City Councilor Victor Davila, who made headlines a month ago when he said he would consider issuing subpoenas to compel the members of the Board of Police Commissioners to appear at Public Safety Committee meetings, has been removed both as chairman and as a member of the committee.
Davila told WAMC he does not believe it is a coincidence.
“Just when we started to become critical and demand answers from the police commission not only do I get pulled off the chairmanship of Public Safety but also get pulled off of the Public Safety Committee altogether and I wonder why,” Davila said.
City Council President Jesse Lederman said his decision to remove Davila from the Public Safety Committee had nothing to do with the threat to subpoena police commissioners.
“No, my committee assignments are specifically based on assembling a team I believe can push forward the agenda that we have set out for the City Council this year,” Lederman said. He said he wanted to give Councilors “the opportunity to both work on issues they’ve expressed interest in and gain some new experiences in different areas and make us all ultimately better elected officials.”
Last month, Davila scheduled a meeting of the Public Safety Committee to receive an update on the work of the new civilian board that is tasked with disciplining Springfield police officers. But the agenda was thwarted when none of the five police commissioners showed up. That led to some discussion about the Council exercising its almost never used subpoena power.
“It would be pretty sad to have to do that but it is not completely off the table at this point,” Davila said at the meeting.
It was not the first time the police commissioners either declined, or did not respond to, an invitation from the City Council. The full Council held a meeting last October to see how the board was progressing in its role as an independent overseer of the Springfield Police Department, and no commissioners attended that meeting.

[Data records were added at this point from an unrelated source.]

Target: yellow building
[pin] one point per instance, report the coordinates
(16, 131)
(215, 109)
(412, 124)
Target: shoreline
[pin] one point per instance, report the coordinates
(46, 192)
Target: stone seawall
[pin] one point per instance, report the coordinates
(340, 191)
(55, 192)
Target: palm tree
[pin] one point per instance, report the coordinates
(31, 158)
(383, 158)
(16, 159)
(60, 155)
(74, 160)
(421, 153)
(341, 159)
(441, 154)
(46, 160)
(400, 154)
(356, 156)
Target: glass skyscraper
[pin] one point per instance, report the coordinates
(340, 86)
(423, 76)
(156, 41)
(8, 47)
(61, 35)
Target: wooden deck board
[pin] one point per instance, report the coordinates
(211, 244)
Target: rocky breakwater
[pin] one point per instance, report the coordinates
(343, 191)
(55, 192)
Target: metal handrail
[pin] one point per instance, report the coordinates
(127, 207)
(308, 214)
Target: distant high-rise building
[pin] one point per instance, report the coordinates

Lederman said he plans to schedule soon another special meeting of the full City Council to receive an update on police reforms.

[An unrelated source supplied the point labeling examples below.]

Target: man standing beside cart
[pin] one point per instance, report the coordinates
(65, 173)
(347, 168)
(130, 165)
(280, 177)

“Let me be crystal clear that members of the Springfield police commission will appear before the full body of the Springfield City Council in 2023 through whatever means necessary,” Lederman said.
Committee assignments are made annually at the discretion of the council president.
Public Safety is considered a high-profile plum assignment. Former City Councilor Orlando Ramos served four consecutive years as chairman of the committee from 2018-2021. Before him, former Councilor Tom Ashe had a long run as chairman.
Davila was the Public Safety Committee chairman for one year.
Councilor Lavar Click-Bruce, who won a special election for the vacant Ward 5 seat last summer, is now the chairman of the Public Safety Committee.
Davila has been appointed to three committees: Audit, Civil Rights, and Elder Affairs, which he will chair.
“I will serve with honor and distinction the residents of the city of Springfield on whatever committee I’m assigned to,” Davila said.
In addition to making appointments to the Council’s dozen standing committees, Lederman, who began his first full one-year term as Council President on January 2nd, announced he’s forming two special oversight committees and creating four working groups.